Guidelines Seek to Curb C-Section Deliveries
In an effort to reduce the nation’s rising number of births by Caesarean section, the American College of Obstetricians and Gynecologists Wednesday called on doctors to encourage women who have had C-sections to attempt normal, vaginal births with their next children.
The new guidelines, which seek to dispel the “once a C-section, always a C-section” myth, laid out for the first time explicit conditions in which vaginal births are preferable, according to Dr. Mary Jo O’Sullivan, a member of the college’s committee on obstetrics.
“We are saying for the first time in 70 years that patients who have had a previous Caesarean section should not have an elective repeat Caesarean section unless there is a medical or obstetrical implication for so doing, and it is perfectly safe for both mother and infant,” O’Sullivan told a press conference.
Provisions of the guidelines recommend that women, even if they have had up to two or three Caesarean deliveries, should attempt a vaginal delivery if there are no medical dangers. Data studied by the college show that between 50% and 80% of women with previous Caesareans were successful in later vaginal deliveries.
However, the guidelines also state, if a woman’s previous Caesarean consisted of a vertical, or “classical,” incision, she should avoid vaginal births for her next children.
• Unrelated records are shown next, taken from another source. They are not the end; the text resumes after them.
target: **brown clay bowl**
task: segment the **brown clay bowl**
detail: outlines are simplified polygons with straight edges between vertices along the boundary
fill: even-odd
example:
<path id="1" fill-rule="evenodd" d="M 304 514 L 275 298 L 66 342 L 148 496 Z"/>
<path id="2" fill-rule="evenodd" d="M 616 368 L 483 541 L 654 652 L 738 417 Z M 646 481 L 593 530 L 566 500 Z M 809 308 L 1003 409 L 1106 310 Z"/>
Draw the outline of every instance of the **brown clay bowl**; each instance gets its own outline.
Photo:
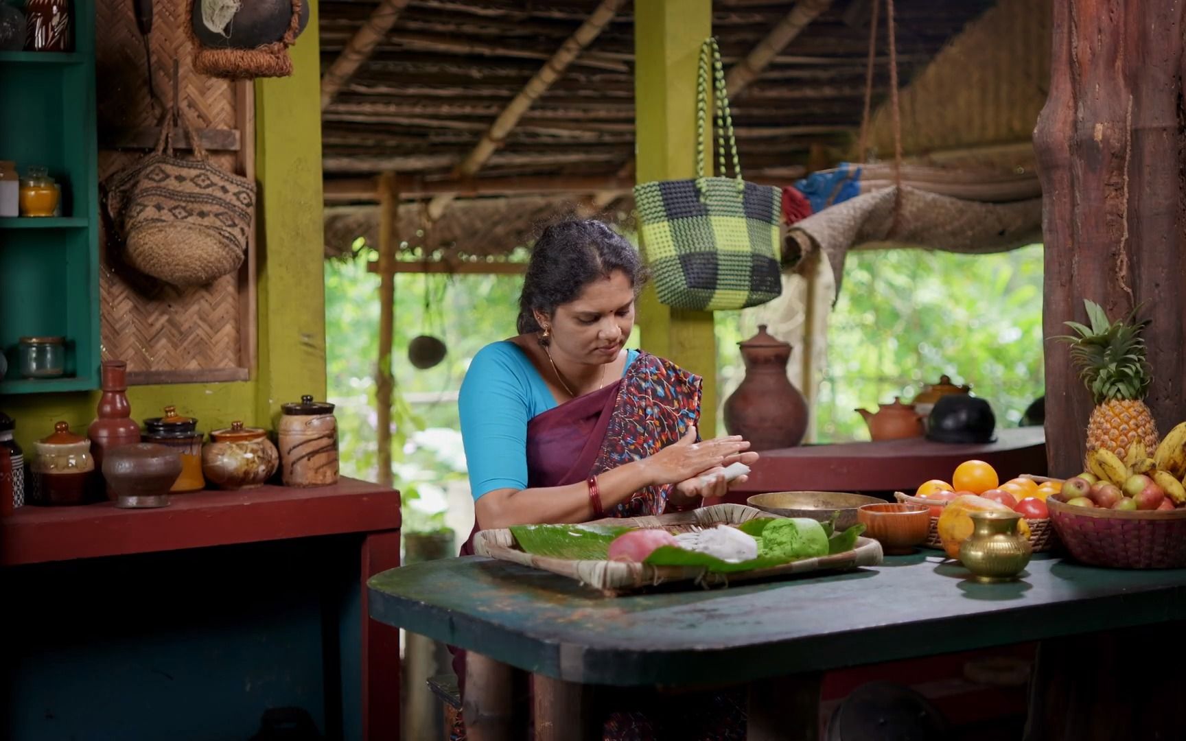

The vertical incisions are rare, occurring in only 1% to 2% of such births, O’Sullivan said.
The college, one of the nation’s top organizations in obstetrics and gynecology, first recommended in 1982 that vaginal births be attempted after Caesareans, then revised those guidelines in 1985. The government’s National Institute of Child Health and Human Development first called for increased vaginal deliveries after Caesareans in 1981.
Despite the continuing recommendations, the nation’s Caesarean section rate continues to increase. Figures released by the college show that 24.4% of all births in 1987 were Caesareans, up from 24.1% in 1986 and 18.5% in 1982. However, the rate of vaginal births after previous Caesarean delivery has increased from 4.8% in 1982 to 9.8% in 1987.
The figures show that 35% of all Caesareans in 1987 were repeat Caesareans.
O’Sullivan said that she expects the rate of vaginal births after Caesareans to rise at least 20% in the next several years, but the increase depends on how rapidly the guidelines are adopted by hospitals and physicians.
The importance of bringing down the Caesarean rate arises from the high cost of medical care, the potential dangers of the surgery, and the slight increase in infant mortality that comes from Caesareans, O’Sullivan said.
Statistics from the Health Insurance Assn. of America show that in 1986 the average cost of a hospital maternity stay, excluding the cost of a physician, was $1,730 for a vaginal delivery and $3,230 for a C-section delivery.
Critics of the high Caesearean rate contend that both doctor and patient are responsible. Patients are misled by the “myth of the Caesarean,” said Dr. Mortimer Rosen, professor of obstetrics and gynecology at Columbia University’s College of Physicians and Surgeons in New York. Rosen noted that most Caesareans result in the loss of two pints of blood, but vaginal deliveries cost one pint of blood.
At least half of all Caesareans are unnecessary, Rosen maintained.
In addition, doctors who fear malpractice suits will often push for a Caesarean over a vaginal delivery, said Dr. Nobert Gleicher, head of the department of obstetrics and gynecology at Chicago’s Mount Sinai Medical Center. Some doctors think that “every problem will be automatically resolved by doing a C-section,” he said.
“Regulations and guidelines alone will not result in a significant shift in the national Caesarean rate,” he added, suggesting that the rate will decrease only when the nation’s liability system is modified and hospitals are held accountable for the number of Caesareans that they perform.